I finally found the courage to speak. My voice was nasal and husky. “Drake has a blood disease.”
“Leukemia?” Mom’s voice came out almost like a whisper.
“Leukemia would have been the best outcome… it’s worse. It’s like, ‘this could be our last year together’ worse.” I snuffled in quickly, pulling back what felt like another sob gearing up. “There are only two treatment options. Either drugs or a bone marrow transplant.”
My mom’s breath hitched. First, a shock wave stiffened her body. She furrowed her brow. Her eyes darted back and forth quickly, thoughts passing from left brain to right. An answer came to her, but her positivity was out of place. She knew it even before she said, “We’ll all get tested. We’ll all see… I’ll put a message out to the world, and we’ll find him a match…” She gathered me up into a hug. “Or maybe the drugs’ll work…”
I buried my head. My mom’s perfume was sweet and strong. For the first time since all this had happened, I felt like I could actually sleep. My mom’s bosom felt like home. Like a place to hide. I wished I never had to lift my head again. I could just die here in a bouquet of roses and only ever remember Drake and our good times. If I didn’t lift my head, I wouldn’t have to watch him suffer.
God, I wished it was me instead.
I had more to say, and at the same there wasn’t anything relevant to say. Breathing in the aromatherapy of my mother’s chest, I braved the world and peeled myself away. We stared at each other, with sad eyes of injustice. And empathy. Two women seeing and knowing each other on the deepest level.
I knew how my mom felt now. The feeling of being robbed of what storybooks and movies promised. Being robbed of what you let yourself believe would be a happily ever after.
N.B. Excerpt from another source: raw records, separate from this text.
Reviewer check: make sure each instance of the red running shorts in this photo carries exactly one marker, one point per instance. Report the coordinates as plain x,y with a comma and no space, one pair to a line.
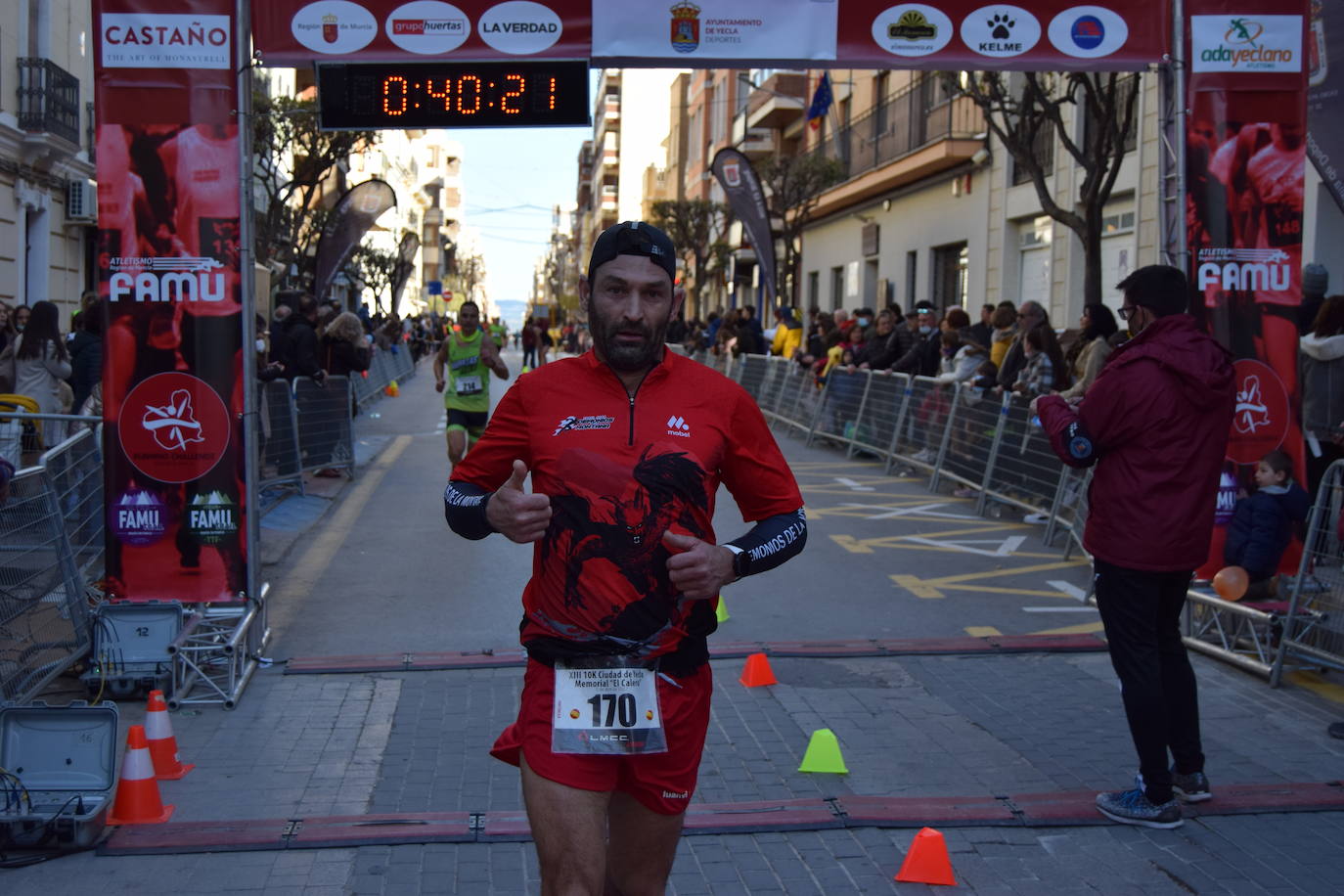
661,782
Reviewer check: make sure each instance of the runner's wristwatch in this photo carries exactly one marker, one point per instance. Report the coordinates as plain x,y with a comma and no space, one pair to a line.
740,560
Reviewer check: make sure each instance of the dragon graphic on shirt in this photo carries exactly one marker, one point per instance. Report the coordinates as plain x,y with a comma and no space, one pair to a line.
663,492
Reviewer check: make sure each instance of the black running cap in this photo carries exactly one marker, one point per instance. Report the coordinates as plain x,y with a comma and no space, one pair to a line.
633,238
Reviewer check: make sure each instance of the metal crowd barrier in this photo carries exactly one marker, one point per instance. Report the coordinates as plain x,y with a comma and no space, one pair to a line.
383,367
279,448
955,432
1314,626
326,434
305,426
50,554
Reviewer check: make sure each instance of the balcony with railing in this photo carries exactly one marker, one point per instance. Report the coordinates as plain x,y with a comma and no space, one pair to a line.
916,133
49,100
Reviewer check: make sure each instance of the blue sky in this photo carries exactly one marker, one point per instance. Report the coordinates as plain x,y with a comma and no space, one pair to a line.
511,179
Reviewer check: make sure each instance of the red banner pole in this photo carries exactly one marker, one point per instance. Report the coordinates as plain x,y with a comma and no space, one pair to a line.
1245,171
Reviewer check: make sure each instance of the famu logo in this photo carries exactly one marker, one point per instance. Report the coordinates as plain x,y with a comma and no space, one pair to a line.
211,517
139,517
167,280
1243,269
1247,43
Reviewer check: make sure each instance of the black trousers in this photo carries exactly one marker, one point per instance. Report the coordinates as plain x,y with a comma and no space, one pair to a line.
1142,614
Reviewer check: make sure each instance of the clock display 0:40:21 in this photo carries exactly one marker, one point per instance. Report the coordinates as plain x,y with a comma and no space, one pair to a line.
464,96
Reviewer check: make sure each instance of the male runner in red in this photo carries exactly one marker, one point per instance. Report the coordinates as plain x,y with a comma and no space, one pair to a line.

But quickly, as it often happened with the Lewis women, anger rumbled inside, mixing with the sadness. I was pissed off with life just as much was anything. I shook my fist at the universe, pounded the earth with my hands. I wanted to fight it all until my very last breath. Or Drake’s.
I’d never felt so connected to Dixie Lewis and I had no idea if minutes or hours had passed in the time we sat on the couch in our living room. But we were silent for long enough to let a new and very special bond build between us. I was so glad she was still here. Still with me. If she was strong enough to survive my dad, a broken neck, and rehab… I could see in her eyes, I could do it, too.
“Honey.” My mom’s expression was soft but determined. “You need to keep hoping. Never, ever stop hoping. Hope is a prayer to fate. If you don’t ask, you won’t get. We never stop hoping, you hear?”
I nodded quickly, worried that if I uttered a word, I might cry again.
All of a sudden, she slapped her hands on her thighs with a big clap. “That’s it.” My mom got up from the sofa. “I need to talk to Nora.”